Badly implementing encryption: Part V–nonce reuse

by Oren Eini

In the previous post, I moved to using HMAC for the key stream generation. Together with a random nonce, we ensure that each time that we encrypt a value, we’ll get a different encrypted value. However, I want to stop for a while and talk about what will happen if we reuse a nonce.

The short answer, a single nonce reuse results in catastrophic results for our security scheme. Let’s take a look at how that works, shall we?

We are going to use:

  • Key: jMnNRO9K7DEGmrhPS6awT3w4AAjCMgaNNqPSiwTL//s=
  • Nonce: 3ilsaRYYOls4SA6XHd70jA==

Here is the encryption results:

attack at dawn! 414CE53F71D47A36FF099792858F58
defend at dusk! 445DF73B7CDB7A36FF099786818A58

Do you notice anything? At this point, we can see that we have some similarities between the texts, which is interesting. If we XOR those two texts, what will we get?

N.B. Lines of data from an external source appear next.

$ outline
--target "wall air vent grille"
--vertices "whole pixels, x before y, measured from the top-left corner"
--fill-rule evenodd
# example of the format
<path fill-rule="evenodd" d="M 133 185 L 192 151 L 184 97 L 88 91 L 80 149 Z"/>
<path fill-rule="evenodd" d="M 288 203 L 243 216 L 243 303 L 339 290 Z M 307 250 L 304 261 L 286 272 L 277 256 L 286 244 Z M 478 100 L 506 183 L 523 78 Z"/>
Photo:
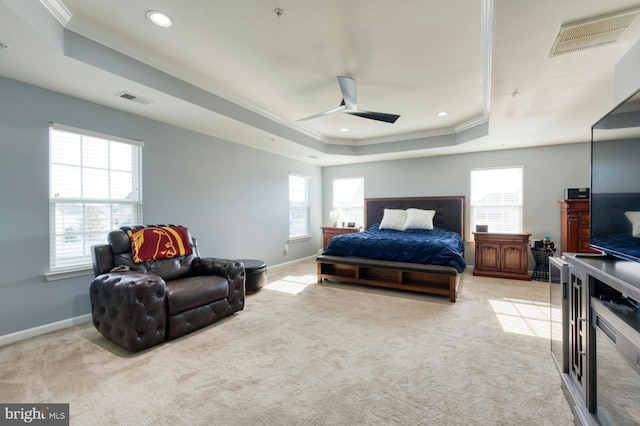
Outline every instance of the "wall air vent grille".
<path fill-rule="evenodd" d="M 638 16 L 640 8 L 633 8 L 564 24 L 560 27 L 549 56 L 617 43 Z"/>
<path fill-rule="evenodd" d="M 131 93 L 128 93 L 128 92 L 118 93 L 117 96 L 122 98 L 122 99 L 126 99 L 128 101 L 137 102 L 137 103 L 142 104 L 142 105 L 149 105 L 152 102 L 150 99 L 143 98 L 142 96 L 134 95 L 134 94 L 131 94 Z"/>

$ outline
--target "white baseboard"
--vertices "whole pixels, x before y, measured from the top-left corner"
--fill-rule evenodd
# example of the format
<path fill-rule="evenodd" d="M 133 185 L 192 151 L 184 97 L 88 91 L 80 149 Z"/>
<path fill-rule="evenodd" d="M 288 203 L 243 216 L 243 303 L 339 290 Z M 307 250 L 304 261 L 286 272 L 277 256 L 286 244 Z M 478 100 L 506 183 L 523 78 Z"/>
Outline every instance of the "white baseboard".
<path fill-rule="evenodd" d="M 68 318 L 62 321 L 52 322 L 50 324 L 40 325 L 38 327 L 29 328 L 27 330 L 16 331 L 15 333 L 0 336 L 0 346 L 9 345 L 19 342 L 20 340 L 29 339 L 52 331 L 62 330 L 63 328 L 73 327 L 74 325 L 84 324 L 91 321 L 91 314 L 80 315 L 78 317 Z"/>
<path fill-rule="evenodd" d="M 301 259 L 296 259 L 296 260 L 291 260 L 289 262 L 285 262 L 285 263 L 278 263 L 277 265 L 267 265 L 268 269 L 278 269 L 278 268 L 282 268 L 284 266 L 288 266 L 288 265 L 293 265 L 295 263 L 299 263 L 299 262 L 304 262 L 305 260 L 310 260 L 310 259 L 315 259 L 316 257 L 318 257 L 317 254 L 311 255 L 311 256 L 307 256 L 307 257 L 303 257 Z"/>

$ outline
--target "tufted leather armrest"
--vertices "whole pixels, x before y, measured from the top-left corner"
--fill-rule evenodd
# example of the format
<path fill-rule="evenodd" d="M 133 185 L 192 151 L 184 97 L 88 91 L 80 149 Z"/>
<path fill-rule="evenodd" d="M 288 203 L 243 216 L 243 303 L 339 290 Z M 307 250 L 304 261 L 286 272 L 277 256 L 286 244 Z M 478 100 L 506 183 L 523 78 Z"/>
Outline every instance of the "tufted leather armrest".
<path fill-rule="evenodd" d="M 198 257 L 191 264 L 192 275 L 220 275 L 229 281 L 227 315 L 244 309 L 244 264 L 237 260 Z"/>
<path fill-rule="evenodd" d="M 167 289 L 162 278 L 140 272 L 97 276 L 89 288 L 93 325 L 133 352 L 165 339 Z"/>

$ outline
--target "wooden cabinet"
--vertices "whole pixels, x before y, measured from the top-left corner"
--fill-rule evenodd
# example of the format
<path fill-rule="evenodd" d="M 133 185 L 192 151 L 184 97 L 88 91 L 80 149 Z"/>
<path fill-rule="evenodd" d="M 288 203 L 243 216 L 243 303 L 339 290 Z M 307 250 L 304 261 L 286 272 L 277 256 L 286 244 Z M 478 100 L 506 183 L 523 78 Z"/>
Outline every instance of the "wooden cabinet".
<path fill-rule="evenodd" d="M 589 248 L 589 200 L 560 200 L 560 252 L 599 253 Z"/>
<path fill-rule="evenodd" d="M 640 301 L 640 263 L 609 256 L 564 258 L 569 303 L 563 326 L 569 338 L 563 344 L 569 368 L 561 377 L 575 423 L 637 425 L 640 313 L 634 301 Z"/>
<path fill-rule="evenodd" d="M 336 235 L 360 232 L 361 228 L 338 228 L 335 226 L 322 226 L 322 250 L 326 250 L 329 241 Z"/>
<path fill-rule="evenodd" d="M 527 233 L 474 232 L 476 261 L 473 275 L 530 280 Z"/>

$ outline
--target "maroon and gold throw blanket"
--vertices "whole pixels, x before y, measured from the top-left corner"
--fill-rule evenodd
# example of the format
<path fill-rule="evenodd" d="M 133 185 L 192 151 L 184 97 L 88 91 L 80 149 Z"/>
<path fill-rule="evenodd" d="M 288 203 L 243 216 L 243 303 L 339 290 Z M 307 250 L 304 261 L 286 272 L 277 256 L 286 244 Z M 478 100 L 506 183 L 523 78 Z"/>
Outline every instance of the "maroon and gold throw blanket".
<path fill-rule="evenodd" d="M 129 229 L 133 262 L 164 259 L 191 254 L 187 230 L 183 226 L 149 226 Z"/>

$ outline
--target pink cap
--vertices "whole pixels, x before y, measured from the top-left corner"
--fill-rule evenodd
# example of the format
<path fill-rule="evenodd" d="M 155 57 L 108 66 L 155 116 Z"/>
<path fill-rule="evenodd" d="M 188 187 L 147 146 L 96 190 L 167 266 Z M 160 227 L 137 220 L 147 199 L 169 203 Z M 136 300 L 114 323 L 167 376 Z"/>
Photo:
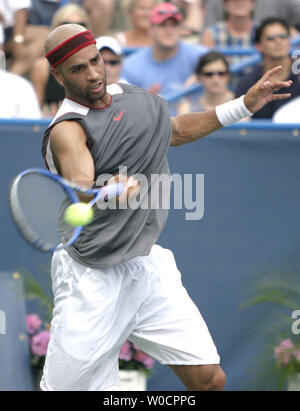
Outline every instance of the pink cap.
<path fill-rule="evenodd" d="M 150 22 L 152 24 L 162 24 L 170 18 L 178 23 L 182 22 L 182 14 L 179 8 L 172 3 L 160 3 L 152 10 Z"/>

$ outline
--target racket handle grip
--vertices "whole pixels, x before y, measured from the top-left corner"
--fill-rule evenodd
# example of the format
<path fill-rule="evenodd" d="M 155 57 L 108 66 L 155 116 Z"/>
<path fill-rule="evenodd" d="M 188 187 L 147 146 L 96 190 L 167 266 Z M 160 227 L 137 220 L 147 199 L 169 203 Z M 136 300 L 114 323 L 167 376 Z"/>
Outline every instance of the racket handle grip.
<path fill-rule="evenodd" d="M 121 195 L 123 190 L 124 190 L 123 183 L 109 184 L 100 189 L 101 194 L 99 193 L 98 200 L 108 201 L 111 198 L 115 198 Z"/>

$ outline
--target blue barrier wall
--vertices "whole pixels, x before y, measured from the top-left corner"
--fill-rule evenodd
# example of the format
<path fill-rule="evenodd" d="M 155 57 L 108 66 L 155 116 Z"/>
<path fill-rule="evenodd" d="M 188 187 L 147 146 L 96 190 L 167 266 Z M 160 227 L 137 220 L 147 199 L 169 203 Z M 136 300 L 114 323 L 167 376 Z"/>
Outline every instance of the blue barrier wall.
<path fill-rule="evenodd" d="M 0 272 L 0 390 L 32 389 L 22 277 Z"/>
<path fill-rule="evenodd" d="M 20 238 L 7 193 L 18 172 L 43 166 L 40 143 L 45 126 L 46 122 L 0 123 L 0 270 L 26 267 L 42 284 L 49 256 Z M 299 257 L 299 130 L 239 124 L 168 153 L 172 173 L 204 174 L 204 216 L 186 221 L 187 210 L 171 210 L 159 243 L 174 252 L 183 283 L 207 321 L 227 373 L 227 389 L 253 387 L 252 368 L 263 346 L 263 336 L 253 327 L 264 318 L 265 309 L 241 311 L 245 290 L 262 267 Z M 0 364 L 3 356 L 0 352 Z M 0 389 L 4 378 L 0 368 Z M 155 364 L 149 389 L 183 386 L 168 367 Z"/>

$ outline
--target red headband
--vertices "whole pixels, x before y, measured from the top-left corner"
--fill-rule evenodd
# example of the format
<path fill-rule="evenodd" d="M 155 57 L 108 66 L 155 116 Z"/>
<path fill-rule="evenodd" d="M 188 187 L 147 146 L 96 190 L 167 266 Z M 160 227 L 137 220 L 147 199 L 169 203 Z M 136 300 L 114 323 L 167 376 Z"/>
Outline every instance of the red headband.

Well, if you think about it, we have:

“attack at dawn!” XOR keystream = 414CE53F71D47A36FF099792858F58
”defend at dusk!” XOR keystream = 445DF73B7CDB7A36FF099786818A58

The XOR operation is cumulative, so if we XOR those two values, we have:

445DF73B7CDB7A36FF099786818A58 XOR 445DF73B7CDB7A36FF099786818A58 =
    ( “attack at dawn!” XOR keystream ) XOR (”defend at dusk!” XOR keystream) =
    “attack at dawn!” XOR ”defend at dusk!” =
   051112040D0F000000000014040500

Sorry for the math here, but the basic idea should be clear. Note that in this case, we don’t know either of those messages, but what we have been able to do is to get the XOR of the plain texts. At this point, an actual cryptographer will go look at frequency tables for symbols in English and start making guesses about those values. I’m certain that there are better techniques for that, but given the computing power that I have, I decided to just break it using the following code:

When running this code on the XOR of the encrypted texts (which is the equivalent of the XOR of the plain texts), we get the following outputs:

info: xor: 051112040D0F000000000014040500
info: word: defends, match: attacks
info: word: attacker’s, match: defender’s
info: word: attacker, match: defender
info: word: defenders, match: attackers
info: word: adapt, match: dusty
info: word: attack, match: defend
info: word: defending, match: attacking
info: word: attacks, match: defends
info: word: dusty, match: adapt
info: word: defender’s, match: attacker’s
info: word: defender, match: attacker
info: word: defend, match: attack
info: word: attackers, match: defenders
info: word: attacking, match: defending
info: word: attacked, match: defended
info: word: defended, match: attacked

As you can see, we have a bunch of options for the plain text. Removing redundancies, we have the following pairs:

attack defend
adapt dusty

That was easy, I have to say. Now I can move on to the next word, eventually cracking the whole message. For the values that are the same, I’ll get zero bytes, of course. At that point, I can simply try guessing based on context, but the process shouldn’t take long at all.

The question is how to solve this? Currently, the commonly accepted practice is to shout at you very loudly in code reviews and to put big notices in the documentation: Thou shall not reuse a nonce.

There is something called SIV mode, which aims to help in this, but I want to keep that for a future post.